9. Talk about the underlying principle of the index (hash index and B+ tree)

The underlying principle of the index refers to the process of how the database implements the index. In MySQL, common index types include B-Tree index and hash index.

A B-Tree index is a balanced tree structure that stores index information by dividing data into blocks. Each node contains a key value and pointers to child nodes. The B-Tree index can ensure that the target data row can be found by traversing down the tree structure during query, so it has better query performance.
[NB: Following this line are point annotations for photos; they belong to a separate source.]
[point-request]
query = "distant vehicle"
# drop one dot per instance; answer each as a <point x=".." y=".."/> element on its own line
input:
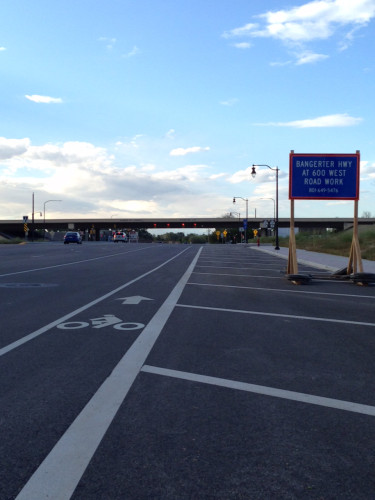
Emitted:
<point x="72" y="237"/>
<point x="120" y="236"/>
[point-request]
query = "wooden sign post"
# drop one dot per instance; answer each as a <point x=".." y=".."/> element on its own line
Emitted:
<point x="324" y="177"/>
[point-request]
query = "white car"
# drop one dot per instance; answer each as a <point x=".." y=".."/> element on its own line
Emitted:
<point x="120" y="236"/>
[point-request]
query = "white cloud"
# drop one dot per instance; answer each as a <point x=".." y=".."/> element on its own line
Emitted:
<point x="135" y="50"/>
<point x="315" y="20"/>
<point x="243" y="31"/>
<point x="43" y="99"/>
<point x="109" y="42"/>
<point x="170" y="134"/>
<point x="12" y="147"/>
<point x="309" y="57"/>
<point x="91" y="181"/>
<point x="185" y="151"/>
<point x="242" y="45"/>
<point x="338" y="120"/>
<point x="229" y="102"/>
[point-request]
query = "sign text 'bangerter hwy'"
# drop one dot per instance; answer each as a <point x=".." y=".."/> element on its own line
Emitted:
<point x="324" y="176"/>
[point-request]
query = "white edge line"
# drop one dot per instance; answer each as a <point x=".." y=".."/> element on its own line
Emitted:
<point x="45" y="329"/>
<point x="263" y="390"/>
<point x="284" y="291"/>
<point x="62" y="469"/>
<point x="72" y="263"/>
<point x="278" y="315"/>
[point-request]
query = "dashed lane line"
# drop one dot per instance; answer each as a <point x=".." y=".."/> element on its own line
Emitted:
<point x="48" y="327"/>
<point x="60" y="472"/>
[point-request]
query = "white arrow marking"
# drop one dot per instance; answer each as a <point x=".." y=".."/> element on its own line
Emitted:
<point x="133" y="300"/>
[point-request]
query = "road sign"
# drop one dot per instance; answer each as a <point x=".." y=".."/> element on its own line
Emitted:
<point x="324" y="176"/>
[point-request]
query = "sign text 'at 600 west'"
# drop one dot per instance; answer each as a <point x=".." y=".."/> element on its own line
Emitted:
<point x="324" y="176"/>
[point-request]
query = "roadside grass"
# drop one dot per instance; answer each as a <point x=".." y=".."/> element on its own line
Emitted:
<point x="333" y="243"/>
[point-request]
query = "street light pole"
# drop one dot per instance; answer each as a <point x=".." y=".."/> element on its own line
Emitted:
<point x="44" y="217"/>
<point x="247" y="212"/>
<point x="253" y="174"/>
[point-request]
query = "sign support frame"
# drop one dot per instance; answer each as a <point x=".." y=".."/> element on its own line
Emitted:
<point x="355" y="260"/>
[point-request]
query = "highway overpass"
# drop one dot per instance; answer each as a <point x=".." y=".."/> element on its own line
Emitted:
<point x="16" y="227"/>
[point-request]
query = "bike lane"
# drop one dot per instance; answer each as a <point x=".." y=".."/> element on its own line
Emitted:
<point x="49" y="377"/>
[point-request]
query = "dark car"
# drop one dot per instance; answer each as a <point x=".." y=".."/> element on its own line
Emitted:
<point x="72" y="237"/>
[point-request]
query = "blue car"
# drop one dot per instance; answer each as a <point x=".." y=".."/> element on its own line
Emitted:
<point x="72" y="237"/>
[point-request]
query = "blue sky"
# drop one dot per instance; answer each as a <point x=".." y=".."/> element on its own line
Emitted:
<point x="141" y="108"/>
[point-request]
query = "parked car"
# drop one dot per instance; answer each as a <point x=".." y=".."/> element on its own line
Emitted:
<point x="72" y="237"/>
<point x="120" y="236"/>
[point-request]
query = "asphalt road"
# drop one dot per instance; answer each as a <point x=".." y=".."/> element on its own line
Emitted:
<point x="181" y="372"/>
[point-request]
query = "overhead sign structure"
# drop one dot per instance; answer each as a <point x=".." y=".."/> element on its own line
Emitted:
<point x="324" y="176"/>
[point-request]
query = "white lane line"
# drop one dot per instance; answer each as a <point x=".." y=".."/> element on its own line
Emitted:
<point x="73" y="263"/>
<point x="277" y="315"/>
<point x="60" y="472"/>
<point x="241" y="268"/>
<point x="284" y="291"/>
<point x="241" y="275"/>
<point x="48" y="327"/>
<point x="263" y="390"/>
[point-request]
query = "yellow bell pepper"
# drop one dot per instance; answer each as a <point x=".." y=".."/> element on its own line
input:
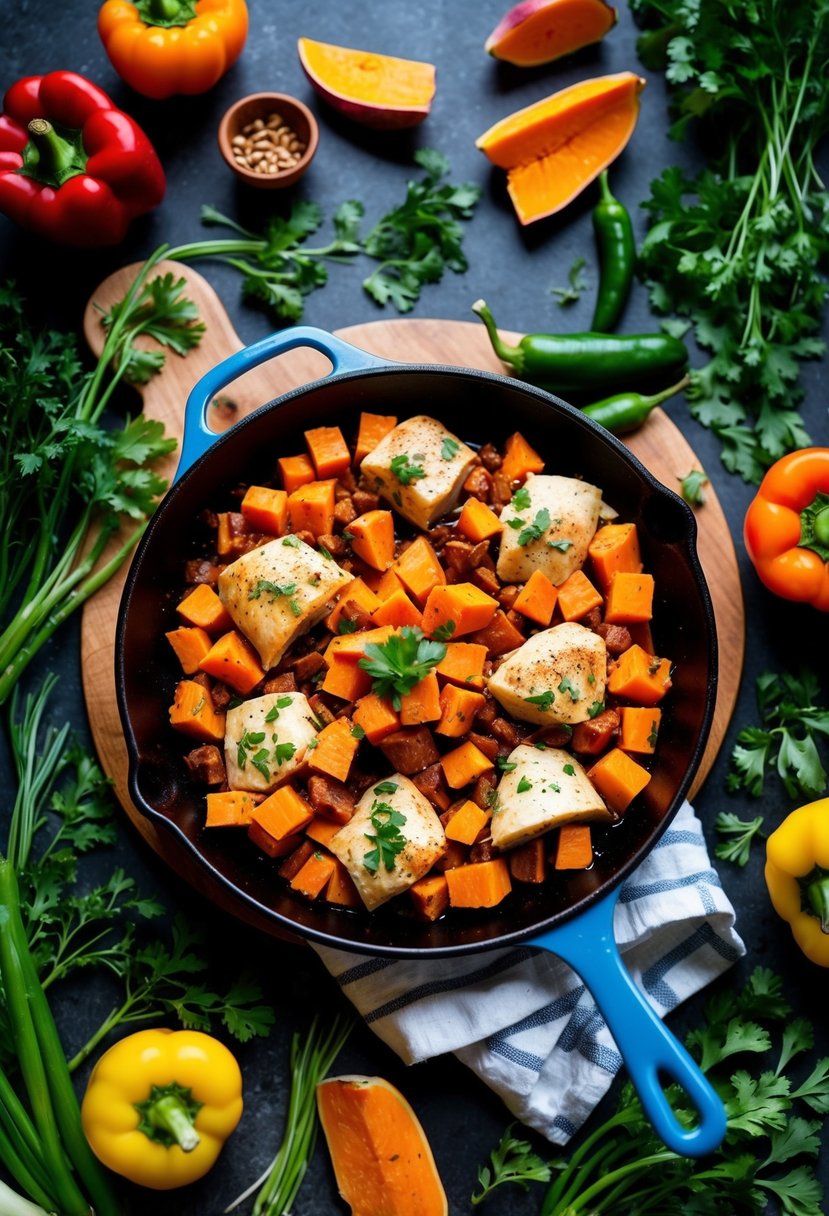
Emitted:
<point x="798" y="877"/>
<point x="159" y="1105"/>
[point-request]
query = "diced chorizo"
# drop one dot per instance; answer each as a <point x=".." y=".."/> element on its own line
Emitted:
<point x="330" y="798"/>
<point x="479" y="484"/>
<point x="286" y="681"/>
<point x="333" y="545"/>
<point x="321" y="709"/>
<point x="592" y="619"/>
<point x="506" y="732"/>
<point x="433" y="786"/>
<point x="364" y="500"/>
<point x="207" y="765"/>
<point x="344" y="512"/>
<point x="306" y="666"/>
<point x="618" y="639"/>
<point x="591" y="737"/>
<point x="528" y="862"/>
<point x="201" y="570"/>
<point x="457" y="555"/>
<point x="410" y="750"/>
<point x="502" y="490"/>
<point x="484" y="743"/>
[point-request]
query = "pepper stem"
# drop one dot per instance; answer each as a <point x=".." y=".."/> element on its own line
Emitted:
<point x="167" y="13"/>
<point x="513" y="355"/>
<point x="815" y="525"/>
<point x="52" y="158"/>
<point x="817" y="893"/>
<point x="168" y="1116"/>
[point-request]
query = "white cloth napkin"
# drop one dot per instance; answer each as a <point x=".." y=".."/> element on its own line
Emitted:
<point x="523" y="1020"/>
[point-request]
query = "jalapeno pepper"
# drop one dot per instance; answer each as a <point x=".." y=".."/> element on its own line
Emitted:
<point x="627" y="411"/>
<point x="616" y="247"/>
<point x="585" y="362"/>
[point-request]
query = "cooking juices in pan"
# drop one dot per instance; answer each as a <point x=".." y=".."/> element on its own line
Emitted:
<point x="415" y="673"/>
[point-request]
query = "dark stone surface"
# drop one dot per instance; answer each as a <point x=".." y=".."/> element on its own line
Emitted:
<point x="513" y="270"/>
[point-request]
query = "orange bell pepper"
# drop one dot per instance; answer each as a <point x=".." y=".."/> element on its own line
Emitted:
<point x="787" y="528"/>
<point x="162" y="48"/>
A hash index is a data structure based on a hash table, which stores index information by mapping a key value to a location in the hash table. Hash indexes are suitable for equivalent queries, that is, the query conditions only involve the value of the key and not the order of the key. Since the lookup time complexity of the hash table is O(1), the hash index has very fast query performance. However, the hash index does not support range query and sorting operations, so it needs to be selected according to specific needs in practical applications.

Whether it is a B-Tree index or a hash index, they all speed up data retrieval operations by creating an index structure in memory. When querying, the database will first check whether the index structure in the cache exists, and if it exists, it will return the result directly; if it does not exist, it needs to read the data file from the disk and build the index structure, and then perform the query operation.

It is important to note that indexes have an impact on the performance of insert, update, and delete operations. Therefore, when creating an index, trade-offs and choices need to be made according to specific business needs and data characteristics. At the same time, it is also necessary to maintain indexes regularly, delete unnecessary indexes, and rebuild indexes that are no longer used.

10. Talk about the time complexity of B+ tree and red-black tree

Both B+ trees and red-black trees are commonly used data structures for implementing indexes. They are all balanced and can guarantee that the complexity of inserting, deleting, searching and other operations is O(logn).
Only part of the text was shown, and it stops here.